Sb2O5 + 4Fe2++ 6H+4Fe3+ + 2SbO++ 3H2O name of the element oxidized: name of the element reduced: formula of the oxidizing agent: formula of the reducing agent?

Answer 1

You got `Sb(+V)` reduced to `Sb(+III)`...

Explanation:

`Sb_2O_5 + 6H^+ +4e^(-) rarr 2SbO^(+) + 3H_2O(l)` `(i)`

Charge and mass are balanced so this is kosher...and there is a corresponding oxidation reaction....
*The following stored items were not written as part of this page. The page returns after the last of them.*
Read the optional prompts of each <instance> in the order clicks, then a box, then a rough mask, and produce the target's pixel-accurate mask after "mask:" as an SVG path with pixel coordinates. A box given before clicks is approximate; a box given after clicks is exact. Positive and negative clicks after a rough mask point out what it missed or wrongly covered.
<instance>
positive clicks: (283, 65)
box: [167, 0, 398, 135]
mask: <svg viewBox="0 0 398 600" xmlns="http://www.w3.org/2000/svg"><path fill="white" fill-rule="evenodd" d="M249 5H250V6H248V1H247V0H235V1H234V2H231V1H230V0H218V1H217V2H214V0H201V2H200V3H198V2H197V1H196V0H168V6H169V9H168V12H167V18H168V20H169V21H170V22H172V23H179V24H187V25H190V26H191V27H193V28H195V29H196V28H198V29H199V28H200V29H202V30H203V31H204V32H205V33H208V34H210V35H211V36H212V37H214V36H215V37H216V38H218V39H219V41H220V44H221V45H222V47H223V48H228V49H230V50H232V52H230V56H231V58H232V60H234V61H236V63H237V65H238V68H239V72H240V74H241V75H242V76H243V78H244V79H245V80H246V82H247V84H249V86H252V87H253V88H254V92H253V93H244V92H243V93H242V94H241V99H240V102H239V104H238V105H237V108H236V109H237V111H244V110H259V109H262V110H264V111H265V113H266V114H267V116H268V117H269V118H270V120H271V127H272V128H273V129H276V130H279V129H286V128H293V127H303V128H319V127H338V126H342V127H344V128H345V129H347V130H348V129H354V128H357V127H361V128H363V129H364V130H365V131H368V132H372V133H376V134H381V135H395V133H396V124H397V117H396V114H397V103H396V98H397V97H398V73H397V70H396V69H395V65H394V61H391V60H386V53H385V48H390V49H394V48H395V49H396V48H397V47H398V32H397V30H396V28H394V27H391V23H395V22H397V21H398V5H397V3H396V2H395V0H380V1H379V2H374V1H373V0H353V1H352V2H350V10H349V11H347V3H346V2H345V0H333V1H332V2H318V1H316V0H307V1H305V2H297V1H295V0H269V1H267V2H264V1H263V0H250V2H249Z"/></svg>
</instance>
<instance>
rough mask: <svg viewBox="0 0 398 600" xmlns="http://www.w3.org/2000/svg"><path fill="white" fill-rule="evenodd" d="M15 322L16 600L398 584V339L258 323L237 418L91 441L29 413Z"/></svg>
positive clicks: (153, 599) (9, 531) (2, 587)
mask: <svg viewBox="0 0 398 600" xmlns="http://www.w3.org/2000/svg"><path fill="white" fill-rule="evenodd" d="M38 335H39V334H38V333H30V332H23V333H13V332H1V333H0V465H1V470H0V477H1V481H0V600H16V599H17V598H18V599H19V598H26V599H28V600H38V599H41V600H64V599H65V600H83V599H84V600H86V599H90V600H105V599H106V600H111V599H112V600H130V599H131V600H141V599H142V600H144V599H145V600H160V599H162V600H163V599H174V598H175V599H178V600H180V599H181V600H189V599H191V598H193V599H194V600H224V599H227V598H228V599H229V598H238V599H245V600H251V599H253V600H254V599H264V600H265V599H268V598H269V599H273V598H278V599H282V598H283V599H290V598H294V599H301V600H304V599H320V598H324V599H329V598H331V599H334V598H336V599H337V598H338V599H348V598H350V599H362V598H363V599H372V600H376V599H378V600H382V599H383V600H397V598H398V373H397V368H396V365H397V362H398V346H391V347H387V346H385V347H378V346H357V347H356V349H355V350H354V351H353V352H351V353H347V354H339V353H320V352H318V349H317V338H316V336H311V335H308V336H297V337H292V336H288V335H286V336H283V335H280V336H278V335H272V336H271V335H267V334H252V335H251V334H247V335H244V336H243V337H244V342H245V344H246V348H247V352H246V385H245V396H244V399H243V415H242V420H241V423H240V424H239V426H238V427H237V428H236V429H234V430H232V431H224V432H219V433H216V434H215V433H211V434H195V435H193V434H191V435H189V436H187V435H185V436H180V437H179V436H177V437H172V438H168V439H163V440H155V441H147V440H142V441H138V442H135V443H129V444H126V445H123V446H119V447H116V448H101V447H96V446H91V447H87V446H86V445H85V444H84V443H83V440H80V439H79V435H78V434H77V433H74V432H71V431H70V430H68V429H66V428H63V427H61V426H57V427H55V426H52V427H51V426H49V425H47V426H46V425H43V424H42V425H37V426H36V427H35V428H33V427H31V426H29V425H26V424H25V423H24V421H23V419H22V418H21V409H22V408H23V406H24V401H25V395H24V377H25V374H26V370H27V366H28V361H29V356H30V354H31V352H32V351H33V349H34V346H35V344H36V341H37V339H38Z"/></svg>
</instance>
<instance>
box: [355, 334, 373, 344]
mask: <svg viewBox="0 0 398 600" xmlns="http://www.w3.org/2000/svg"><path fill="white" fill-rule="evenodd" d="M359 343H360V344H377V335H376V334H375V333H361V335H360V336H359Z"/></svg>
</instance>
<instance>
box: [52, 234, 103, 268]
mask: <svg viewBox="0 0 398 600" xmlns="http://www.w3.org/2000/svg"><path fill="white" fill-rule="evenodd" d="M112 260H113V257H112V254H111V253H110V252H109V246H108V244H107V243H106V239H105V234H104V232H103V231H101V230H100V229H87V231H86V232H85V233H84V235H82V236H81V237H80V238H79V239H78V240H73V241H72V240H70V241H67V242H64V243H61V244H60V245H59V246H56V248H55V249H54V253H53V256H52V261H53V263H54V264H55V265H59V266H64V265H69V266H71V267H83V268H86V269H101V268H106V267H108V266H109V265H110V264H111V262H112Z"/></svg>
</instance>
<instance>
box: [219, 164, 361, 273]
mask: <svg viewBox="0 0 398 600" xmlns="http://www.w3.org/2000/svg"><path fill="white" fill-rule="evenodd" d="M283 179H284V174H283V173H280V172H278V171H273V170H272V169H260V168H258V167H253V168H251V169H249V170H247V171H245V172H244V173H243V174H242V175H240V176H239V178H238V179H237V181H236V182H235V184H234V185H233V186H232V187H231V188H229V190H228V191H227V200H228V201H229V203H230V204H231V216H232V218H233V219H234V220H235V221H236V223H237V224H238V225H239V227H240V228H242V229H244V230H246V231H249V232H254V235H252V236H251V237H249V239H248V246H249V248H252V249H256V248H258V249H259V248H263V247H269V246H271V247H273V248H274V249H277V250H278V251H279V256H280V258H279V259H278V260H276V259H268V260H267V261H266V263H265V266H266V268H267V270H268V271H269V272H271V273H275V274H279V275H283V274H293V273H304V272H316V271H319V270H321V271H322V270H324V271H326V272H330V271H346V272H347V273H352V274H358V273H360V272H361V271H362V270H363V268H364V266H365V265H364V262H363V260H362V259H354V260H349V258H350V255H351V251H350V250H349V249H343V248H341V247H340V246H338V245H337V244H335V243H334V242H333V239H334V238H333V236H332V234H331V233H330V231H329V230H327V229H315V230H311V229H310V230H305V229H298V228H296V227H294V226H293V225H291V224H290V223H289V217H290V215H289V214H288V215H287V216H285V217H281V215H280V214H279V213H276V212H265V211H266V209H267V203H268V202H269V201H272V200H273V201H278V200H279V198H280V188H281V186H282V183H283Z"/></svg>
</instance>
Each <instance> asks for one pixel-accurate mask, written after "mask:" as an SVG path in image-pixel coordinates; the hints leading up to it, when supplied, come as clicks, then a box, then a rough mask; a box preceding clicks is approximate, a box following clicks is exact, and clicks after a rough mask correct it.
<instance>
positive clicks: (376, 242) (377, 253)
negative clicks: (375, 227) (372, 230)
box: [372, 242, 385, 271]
`Fe^(2+) rarr Fe^(3+) + e^(-)` `(ii)`

And we add the equations together in such a way that the electrons, virtual particles of convenience, are eliminated......`(i)+4xx(ii)` gives....

`4Fe^(2+)+Sb_2O_5 + 6H^+ +4e^(-) rarr 4Fe^(3+) + 2SbO^(+) + 3H_2O(l)+4e^(-)`

... gives finally....

`4Fe^(2+)+Sb_2O_5 + 6H^+ rarr 4Fe^(3+) + 2SbO^(+) + 3H_2O(l)`

Are charge and mass balanced? If the answer is NO, then we cannot accept the reaction as a model of reality.